DSO Project

Rui Liu edited this page Feb 25, 2014 · 45 revisions
Clone this wiki locally

Initial Commit

This version is based on the prototype branch of helloqa. For helloqa, we made the following changes:

  • Fixed dependency errors
  • Fixed SQL errors
  • Fixed platform errors

For DSO project, we convert the components developed in summer'10 to CSE's phases.
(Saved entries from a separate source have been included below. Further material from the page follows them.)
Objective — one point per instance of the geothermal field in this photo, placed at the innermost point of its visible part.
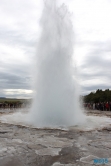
(55, 130)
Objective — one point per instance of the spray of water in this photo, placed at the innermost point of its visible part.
(56, 91)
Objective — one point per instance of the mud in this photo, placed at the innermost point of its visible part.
(24, 146)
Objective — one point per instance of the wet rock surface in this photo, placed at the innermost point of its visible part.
(24, 146)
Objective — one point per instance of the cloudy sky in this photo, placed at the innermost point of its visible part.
(20, 31)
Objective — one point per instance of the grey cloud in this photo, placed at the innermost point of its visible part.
(96, 66)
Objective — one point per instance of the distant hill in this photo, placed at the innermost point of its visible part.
(98, 96)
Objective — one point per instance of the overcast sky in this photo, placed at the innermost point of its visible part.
(20, 31)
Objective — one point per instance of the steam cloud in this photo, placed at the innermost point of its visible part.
(56, 91)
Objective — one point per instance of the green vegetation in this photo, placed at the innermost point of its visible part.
(98, 96)
(10, 100)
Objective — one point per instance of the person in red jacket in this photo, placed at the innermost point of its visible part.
(107, 106)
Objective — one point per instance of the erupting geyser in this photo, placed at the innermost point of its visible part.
(56, 91)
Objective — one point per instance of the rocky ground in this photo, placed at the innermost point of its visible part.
(23, 146)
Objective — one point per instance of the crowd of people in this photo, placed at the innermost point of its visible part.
(103, 106)
(11, 105)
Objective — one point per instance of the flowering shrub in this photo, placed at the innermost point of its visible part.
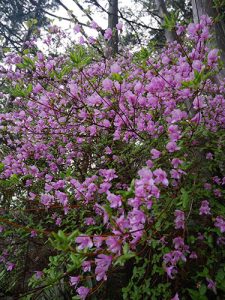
(115, 167)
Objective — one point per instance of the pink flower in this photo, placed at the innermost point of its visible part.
(94, 25)
(115, 200)
(38, 274)
(113, 244)
(115, 68)
(172, 147)
(107, 84)
(204, 209)
(83, 292)
(220, 223)
(84, 241)
(155, 153)
(77, 28)
(10, 266)
(108, 34)
(161, 177)
(102, 265)
(179, 219)
(74, 280)
(211, 285)
(119, 26)
(86, 266)
(33, 233)
(176, 297)
(212, 56)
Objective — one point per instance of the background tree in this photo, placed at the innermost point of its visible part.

More specifically, we have converted the following components:

Those components are extended from the following abstract classes:

  • edu.cmu.lti.oaqa.openqa.dso.framework.base.AbstractAnswerTypeExtractor
  • edu.cmu.lti.oaqa.openqa.dso.framework.base.AbstractICEventExtractor
  • edu.cmu.lti.oaqa.openqa.dso.framework.base.AbstractKeytermExtractor
  • edu.cmu.lti.oaqa.openqa.dso.framework.base.AbstractPassageRetrieval
  • edu.cmu.lti.oaqa.openqa.dso.framework.base.AbstractInformationExtractor
  • edu.cmu.lti.oaqa.openqa.dso.framework.base.AbstractAnswerGenerator

The JCas objects are handled by the following classes:

  • edu.cmu.lti.oaqa.openqa.dso.framework.jcas.AnswerTypeJCasManipulator
  • edu.cmu.lti.oaqa.openqa.dso.framework.jcas.ICEventJCasManipulator
  • edu.cmu.lti.oaqa.openqa.dso.framework.jcas.KeytermJCasManipulator
  • edu.cmu.lti.oaqa.openqa.dso.framework.jcas.DocumentJCasManipulator
  • edu.cmu.lti.oaqa.openqa.dso.framework.jcas.AnsJCasManipulator

Updated Aug-19-2013

To run the system, we have to make sure that the following files exist under helloqa:

Updated Aug-20-2013

Fixed all the dependency issues by converting jar files to maven dependencies.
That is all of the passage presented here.